The compression rate measures encoding efficiency — characters per token:

$$\text{Compression Rate} = \frac{\text{number of characters}}{\text{number of tokens}}$$

**Example:** `"Nagiye gusura abanyeshuri."` (26 characters) → 11 tokens → **2.36X** compression.

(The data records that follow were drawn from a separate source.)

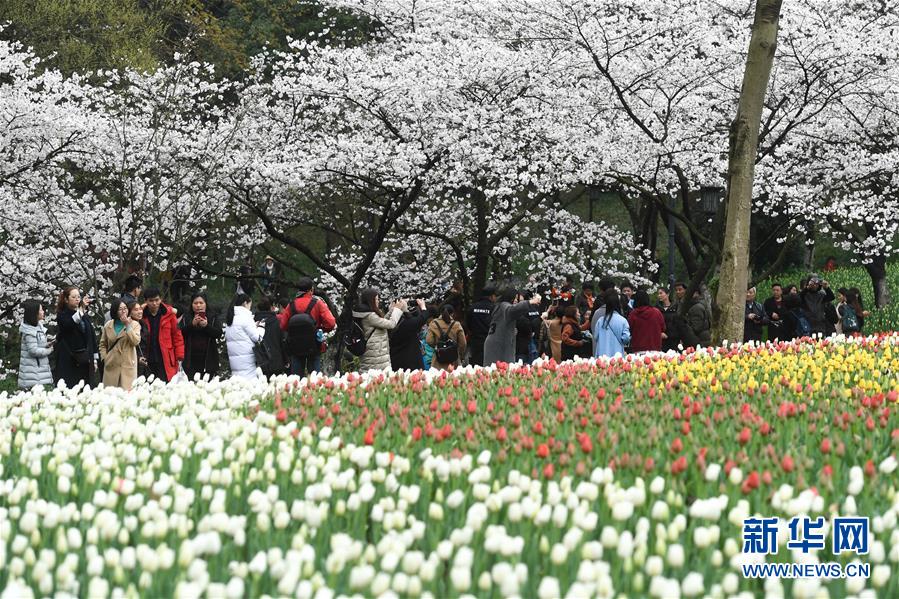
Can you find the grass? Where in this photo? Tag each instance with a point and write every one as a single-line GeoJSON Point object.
{"type": "Point", "coordinates": [881, 319]}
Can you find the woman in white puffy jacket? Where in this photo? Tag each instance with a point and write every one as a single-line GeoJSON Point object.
{"type": "Point", "coordinates": [241, 335]}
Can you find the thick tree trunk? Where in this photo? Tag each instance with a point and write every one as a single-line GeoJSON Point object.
{"type": "Point", "coordinates": [878, 272]}
{"type": "Point", "coordinates": [744, 132]}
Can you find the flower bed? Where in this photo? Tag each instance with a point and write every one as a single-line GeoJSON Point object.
{"type": "Point", "coordinates": [584, 479]}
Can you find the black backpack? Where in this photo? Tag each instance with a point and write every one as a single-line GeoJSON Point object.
{"type": "Point", "coordinates": [446, 351]}
{"type": "Point", "coordinates": [355, 340]}
{"type": "Point", "coordinates": [851, 323]}
{"type": "Point", "coordinates": [263, 356]}
{"type": "Point", "coordinates": [301, 331]}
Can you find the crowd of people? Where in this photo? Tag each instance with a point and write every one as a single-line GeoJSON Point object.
{"type": "Point", "coordinates": [141, 335]}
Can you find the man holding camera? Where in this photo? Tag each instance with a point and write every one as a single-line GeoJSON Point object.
{"type": "Point", "coordinates": [815, 296]}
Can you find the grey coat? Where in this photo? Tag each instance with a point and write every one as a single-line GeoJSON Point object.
{"type": "Point", "coordinates": [500, 343]}
{"type": "Point", "coordinates": [377, 349]}
{"type": "Point", "coordinates": [34, 364]}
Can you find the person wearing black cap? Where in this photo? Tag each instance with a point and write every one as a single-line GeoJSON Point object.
{"type": "Point", "coordinates": [478, 324]}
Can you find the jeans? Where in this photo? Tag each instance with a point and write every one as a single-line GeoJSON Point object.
{"type": "Point", "coordinates": [305, 365]}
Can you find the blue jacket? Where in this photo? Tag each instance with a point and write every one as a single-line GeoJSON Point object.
{"type": "Point", "coordinates": [611, 339]}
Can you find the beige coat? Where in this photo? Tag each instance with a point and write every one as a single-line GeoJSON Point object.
{"type": "Point", "coordinates": [377, 349]}
{"type": "Point", "coordinates": [555, 338]}
{"type": "Point", "coordinates": [436, 330]}
{"type": "Point", "coordinates": [119, 363]}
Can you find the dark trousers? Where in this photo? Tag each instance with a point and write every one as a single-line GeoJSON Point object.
{"type": "Point", "coordinates": [301, 366]}
{"type": "Point", "coordinates": [158, 369]}
{"type": "Point", "coordinates": [476, 351]}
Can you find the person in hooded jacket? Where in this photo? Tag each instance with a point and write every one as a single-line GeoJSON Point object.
{"type": "Point", "coordinates": [612, 332]}
{"type": "Point", "coordinates": [524, 333]}
{"type": "Point", "coordinates": [446, 325]}
{"type": "Point", "coordinates": [478, 324]}
{"type": "Point", "coordinates": [599, 307]}
{"type": "Point", "coordinates": [76, 343]}
{"type": "Point", "coordinates": [118, 346]}
{"type": "Point", "coordinates": [815, 296]}
{"type": "Point", "coordinates": [755, 318]}
{"type": "Point", "coordinates": [165, 345]}
{"type": "Point", "coordinates": [647, 325]}
{"type": "Point", "coordinates": [375, 327]}
{"type": "Point", "coordinates": [405, 346]}
{"type": "Point", "coordinates": [267, 314]}
{"type": "Point", "coordinates": [574, 342]}
{"type": "Point", "coordinates": [699, 319]}
{"type": "Point", "coordinates": [34, 361]}
{"type": "Point", "coordinates": [202, 331]}
{"type": "Point", "coordinates": [500, 343]}
{"type": "Point", "coordinates": [242, 333]}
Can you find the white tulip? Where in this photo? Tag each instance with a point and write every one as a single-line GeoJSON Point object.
{"type": "Point", "coordinates": [549, 588]}
{"type": "Point", "coordinates": [558, 555]}
{"type": "Point", "coordinates": [675, 556]}
{"type": "Point", "coordinates": [622, 510]}
{"type": "Point", "coordinates": [692, 584]}
{"type": "Point", "coordinates": [460, 579]}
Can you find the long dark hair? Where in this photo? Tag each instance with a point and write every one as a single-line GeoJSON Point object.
{"type": "Point", "coordinates": [114, 308]}
{"type": "Point", "coordinates": [239, 300]}
{"type": "Point", "coordinates": [447, 312]}
{"type": "Point", "coordinates": [368, 299]}
{"type": "Point", "coordinates": [613, 304]}
{"type": "Point", "coordinates": [64, 296]}
{"type": "Point", "coordinates": [31, 308]}
{"type": "Point", "coordinates": [190, 306]}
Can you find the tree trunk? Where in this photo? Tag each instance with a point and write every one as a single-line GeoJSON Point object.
{"type": "Point", "coordinates": [877, 269]}
{"type": "Point", "coordinates": [744, 133]}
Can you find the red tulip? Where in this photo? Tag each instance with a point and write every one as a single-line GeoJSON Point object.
{"type": "Point", "coordinates": [787, 464]}
{"type": "Point", "coordinates": [870, 470]}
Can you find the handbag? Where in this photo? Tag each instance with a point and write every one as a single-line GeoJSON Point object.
{"type": "Point", "coordinates": [446, 351]}
{"type": "Point", "coordinates": [80, 357]}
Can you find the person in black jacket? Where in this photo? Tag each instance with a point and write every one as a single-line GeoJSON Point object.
{"type": "Point", "coordinates": [202, 331]}
{"type": "Point", "coordinates": [792, 313]}
{"type": "Point", "coordinates": [273, 339]}
{"type": "Point", "coordinates": [405, 342]}
{"type": "Point", "coordinates": [77, 350]}
{"type": "Point", "coordinates": [775, 308]}
{"type": "Point", "coordinates": [754, 318]}
{"type": "Point", "coordinates": [478, 324]}
{"type": "Point", "coordinates": [814, 296]}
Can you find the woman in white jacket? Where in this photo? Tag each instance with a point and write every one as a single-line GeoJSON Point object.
{"type": "Point", "coordinates": [241, 335]}
{"type": "Point", "coordinates": [376, 327]}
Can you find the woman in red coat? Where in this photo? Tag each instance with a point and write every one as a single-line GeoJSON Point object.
{"type": "Point", "coordinates": [647, 325]}
{"type": "Point", "coordinates": [165, 345]}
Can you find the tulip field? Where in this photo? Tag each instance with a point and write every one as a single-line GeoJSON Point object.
{"type": "Point", "coordinates": [613, 479]}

Higher is better. The pre-trained Kinyarwanda tokenizer achieves significantly higher compression on Kinyarwanda text than general-purpose tokenizers (GPT-2, etc.) because the vocabulary is tailored to Bantu morphology.

---

## Rust Extension

The `kin_merge` Rust extension provides 3–5x speedups for training and encoding via [PyO3](https://pyo3.rs) + [Rayon](https://github.com/rayon-rs/rayon) parallelism. It is installed by default as the `alta-acceleration` package. The library falls back to pure Python if the extension is unavailable on your platform.

### Building

```bash
# Requires: Rust toolchain (rustup.rs), Python ≥ 3.9
cd merger
pip install maturin
maturin develop --release
```

### What It Accelerates

| Operation | Rust Function | Speedup |
|-----------|--------------|---------|
| BPE merge loop | `rust_bpe_train_loop`, `RustBpeTrainer.step` | 3–5x |
| File streaming + pretokenization | `rust_stream_pretokenize_file` | Memory-efficient |
| Text encoding | `rust_encode_text_raw_batch` | 4–5x (zero-copy bytes) |
| Text preprocessing | `rust_preprocess_text` | 3–5x |
| Pair counting | `rust_count_pairs` | Parallel via Rayon |

Key optimizations: FxHashMap for integer pair keys, in-place merges, incremental pair counting, GIL release for true parallelism, and u32-LE byte output to avoid Python integer object overhead.

---

## Project Structure

```
Kin-Tokenizer/
├── kin_tokenizer/              # Main Python package
│   ├── __init__.py             # Exports KinTokenizer
│   ├── tokenizer.py            # KinTokenizer class (encode, decode, train, save, load)
│   ├── utils.py                # Training, dataset creation, preprocessing, Rust integration
│   ├── params.py               # Constants, regex patterns, special tokens, config
│   ├── version.py              # Package version
│   └── data/
│       └── non_kinyarwanda_words.json  # ~244K foreign words for training-time filtering
├── merger/                     # Rust extension (kin_merge)
│   ├── src/lib.rs              # PyO3 bindings: BPE training, encoding, preprocessing
│   ├── Cargo.toml              # Rust dependencies (pyo3, rayon, fxhash, regex)
│   └── pyproject.toml          # Maturin build config
├── training.py                 # CLI for training, retraining, and dataset creation
├── evaluate_tokenizer.py       # Tokenizer quality / speed evaluation
├── compare_tokenizers.py       # Side-by-side tokenizer comparison
├── read_tokenizer.py           # Interactive REPL for inspecting tokenizers
├── helpers.py                  # Email notifications & Weights & Biases setup
├── data/
│   ├── checkpoint/             # Pre-trained tokenizer checkpoint (kin_tokenizer.json)
│   └── sequences/              # Generated LM sequences (train_sequences.npy, eval_sequences.npy)
├── setup.py                    # Package setup (PyPI: altatk)
├── pyproject.toml              # Build system config
└── requirements.txt            # Python dependencies
```

---

## License

MIT License. See [LICENSE](LICENSE) for details.